In our observations there was a full remission of the gouty attacks to essential reduction of a lithemia or full normalization of an indicator at cancellation of diuretic drugs, refusal of alcohol or removal of lead from an organism by means of complexons (at a saturnite gout).
• The Sredneterapevtichesky dose of Allopyrinolum makes 300 mg/days, as criterion at the choice of a dose serves achievement of level of uric acid in blood of 4 — 5 mg/dl.
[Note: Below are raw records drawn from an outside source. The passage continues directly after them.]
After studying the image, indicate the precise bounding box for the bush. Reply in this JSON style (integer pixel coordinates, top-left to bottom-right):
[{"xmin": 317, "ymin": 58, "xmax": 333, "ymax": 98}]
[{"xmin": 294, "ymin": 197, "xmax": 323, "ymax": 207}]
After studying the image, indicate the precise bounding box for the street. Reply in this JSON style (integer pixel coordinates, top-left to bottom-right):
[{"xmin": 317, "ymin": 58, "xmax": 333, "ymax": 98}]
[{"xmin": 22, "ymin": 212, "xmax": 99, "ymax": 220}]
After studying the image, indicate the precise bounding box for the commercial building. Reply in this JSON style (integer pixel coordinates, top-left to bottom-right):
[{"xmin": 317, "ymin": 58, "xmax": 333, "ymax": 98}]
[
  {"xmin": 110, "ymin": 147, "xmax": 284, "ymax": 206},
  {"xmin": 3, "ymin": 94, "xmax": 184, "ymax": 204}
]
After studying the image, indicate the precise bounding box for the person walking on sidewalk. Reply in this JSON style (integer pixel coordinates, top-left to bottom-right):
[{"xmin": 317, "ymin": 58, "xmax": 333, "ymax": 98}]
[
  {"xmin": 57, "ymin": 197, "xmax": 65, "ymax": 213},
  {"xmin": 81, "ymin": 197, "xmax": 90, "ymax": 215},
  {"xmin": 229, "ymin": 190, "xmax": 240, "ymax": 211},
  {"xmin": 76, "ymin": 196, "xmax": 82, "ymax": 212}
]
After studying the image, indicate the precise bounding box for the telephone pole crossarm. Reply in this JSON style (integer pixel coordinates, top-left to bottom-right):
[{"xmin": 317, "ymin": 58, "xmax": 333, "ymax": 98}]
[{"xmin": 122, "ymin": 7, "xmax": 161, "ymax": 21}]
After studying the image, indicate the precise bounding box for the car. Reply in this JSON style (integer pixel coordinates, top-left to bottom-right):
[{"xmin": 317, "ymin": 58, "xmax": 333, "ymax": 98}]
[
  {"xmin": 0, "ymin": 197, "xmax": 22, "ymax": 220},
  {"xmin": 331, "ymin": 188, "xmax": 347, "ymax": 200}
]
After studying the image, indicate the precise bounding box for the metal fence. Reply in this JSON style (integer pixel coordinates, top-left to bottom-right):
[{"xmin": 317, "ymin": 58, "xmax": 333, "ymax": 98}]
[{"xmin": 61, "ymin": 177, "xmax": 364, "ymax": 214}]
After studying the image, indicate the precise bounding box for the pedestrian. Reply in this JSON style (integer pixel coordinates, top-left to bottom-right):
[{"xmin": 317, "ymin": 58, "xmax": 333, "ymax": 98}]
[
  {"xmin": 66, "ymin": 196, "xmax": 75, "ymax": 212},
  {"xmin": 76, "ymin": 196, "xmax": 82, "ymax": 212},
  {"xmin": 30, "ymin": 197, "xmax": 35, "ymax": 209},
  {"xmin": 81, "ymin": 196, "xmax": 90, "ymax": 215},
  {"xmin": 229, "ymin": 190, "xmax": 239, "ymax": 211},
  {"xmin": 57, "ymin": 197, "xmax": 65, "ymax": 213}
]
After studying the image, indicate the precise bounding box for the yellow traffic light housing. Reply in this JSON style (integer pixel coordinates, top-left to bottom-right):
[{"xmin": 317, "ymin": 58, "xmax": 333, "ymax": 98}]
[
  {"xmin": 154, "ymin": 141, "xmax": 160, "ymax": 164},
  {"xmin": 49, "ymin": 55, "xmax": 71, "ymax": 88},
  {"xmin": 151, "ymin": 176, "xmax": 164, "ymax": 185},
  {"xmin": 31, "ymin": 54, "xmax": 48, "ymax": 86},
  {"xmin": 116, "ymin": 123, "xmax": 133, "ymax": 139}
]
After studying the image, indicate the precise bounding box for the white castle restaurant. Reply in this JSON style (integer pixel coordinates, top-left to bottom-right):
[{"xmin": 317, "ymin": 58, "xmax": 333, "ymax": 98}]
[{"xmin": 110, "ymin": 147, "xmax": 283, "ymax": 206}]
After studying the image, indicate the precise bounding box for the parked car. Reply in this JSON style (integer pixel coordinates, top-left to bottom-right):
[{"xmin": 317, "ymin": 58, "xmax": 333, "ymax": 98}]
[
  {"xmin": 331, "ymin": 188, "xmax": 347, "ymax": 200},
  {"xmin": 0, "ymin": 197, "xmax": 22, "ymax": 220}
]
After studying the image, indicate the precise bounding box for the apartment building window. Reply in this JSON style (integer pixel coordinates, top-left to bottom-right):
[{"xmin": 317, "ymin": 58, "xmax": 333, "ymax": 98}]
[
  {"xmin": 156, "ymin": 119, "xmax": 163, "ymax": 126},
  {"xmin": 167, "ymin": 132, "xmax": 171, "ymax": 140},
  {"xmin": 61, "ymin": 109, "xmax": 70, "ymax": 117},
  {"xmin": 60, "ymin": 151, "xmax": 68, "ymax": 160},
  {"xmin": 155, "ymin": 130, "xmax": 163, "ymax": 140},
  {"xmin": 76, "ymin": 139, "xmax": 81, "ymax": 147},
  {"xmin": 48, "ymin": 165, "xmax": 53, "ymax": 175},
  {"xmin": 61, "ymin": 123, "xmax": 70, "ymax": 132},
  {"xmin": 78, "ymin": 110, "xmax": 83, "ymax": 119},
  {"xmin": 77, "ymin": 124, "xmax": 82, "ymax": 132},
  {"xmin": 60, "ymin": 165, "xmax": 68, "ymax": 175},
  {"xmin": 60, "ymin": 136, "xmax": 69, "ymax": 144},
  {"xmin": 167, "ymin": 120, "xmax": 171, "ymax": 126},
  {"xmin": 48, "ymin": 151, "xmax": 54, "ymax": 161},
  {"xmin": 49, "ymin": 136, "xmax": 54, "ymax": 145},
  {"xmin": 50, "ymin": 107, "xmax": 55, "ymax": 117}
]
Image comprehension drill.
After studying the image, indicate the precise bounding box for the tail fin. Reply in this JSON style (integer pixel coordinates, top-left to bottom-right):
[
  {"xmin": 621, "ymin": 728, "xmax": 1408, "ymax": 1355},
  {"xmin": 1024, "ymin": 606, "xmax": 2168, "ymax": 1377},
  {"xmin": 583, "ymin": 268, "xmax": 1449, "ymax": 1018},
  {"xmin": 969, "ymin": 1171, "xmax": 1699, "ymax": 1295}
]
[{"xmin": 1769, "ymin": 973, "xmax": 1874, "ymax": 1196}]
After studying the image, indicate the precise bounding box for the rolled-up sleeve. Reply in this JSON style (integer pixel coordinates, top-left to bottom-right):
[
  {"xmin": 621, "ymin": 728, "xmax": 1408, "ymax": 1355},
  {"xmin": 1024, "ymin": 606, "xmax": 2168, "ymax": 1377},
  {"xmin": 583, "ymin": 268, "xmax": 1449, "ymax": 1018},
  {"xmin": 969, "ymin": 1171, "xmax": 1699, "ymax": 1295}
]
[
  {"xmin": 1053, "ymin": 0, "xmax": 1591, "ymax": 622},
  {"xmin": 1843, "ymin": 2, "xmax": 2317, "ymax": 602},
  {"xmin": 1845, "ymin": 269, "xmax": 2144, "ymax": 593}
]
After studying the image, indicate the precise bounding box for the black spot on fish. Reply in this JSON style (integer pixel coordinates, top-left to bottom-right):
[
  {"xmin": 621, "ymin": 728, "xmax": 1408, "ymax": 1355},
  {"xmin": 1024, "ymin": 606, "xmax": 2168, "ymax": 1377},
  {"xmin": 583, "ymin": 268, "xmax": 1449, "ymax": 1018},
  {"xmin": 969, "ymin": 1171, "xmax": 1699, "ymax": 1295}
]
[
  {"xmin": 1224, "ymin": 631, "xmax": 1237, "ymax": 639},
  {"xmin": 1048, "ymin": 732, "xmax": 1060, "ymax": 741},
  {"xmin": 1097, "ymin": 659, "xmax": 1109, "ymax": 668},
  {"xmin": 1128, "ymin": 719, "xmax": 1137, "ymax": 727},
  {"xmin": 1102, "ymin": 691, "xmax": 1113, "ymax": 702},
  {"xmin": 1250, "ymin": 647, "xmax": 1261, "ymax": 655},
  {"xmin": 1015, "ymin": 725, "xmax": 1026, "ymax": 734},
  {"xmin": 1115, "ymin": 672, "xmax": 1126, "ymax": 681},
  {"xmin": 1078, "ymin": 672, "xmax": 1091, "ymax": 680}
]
Achievement of the target objective of a lithemia is promoted by a low-purine low-calorie diet. In the presence of initial symptoms of a chronic renal failure with increase in level of creatinine to 2 — 3 mg/dl the dose of Allopyrinolum should not exceed 100 mg/days; regular control of level of creatinine in blood is obligatory, at its further increase drug is cancelled.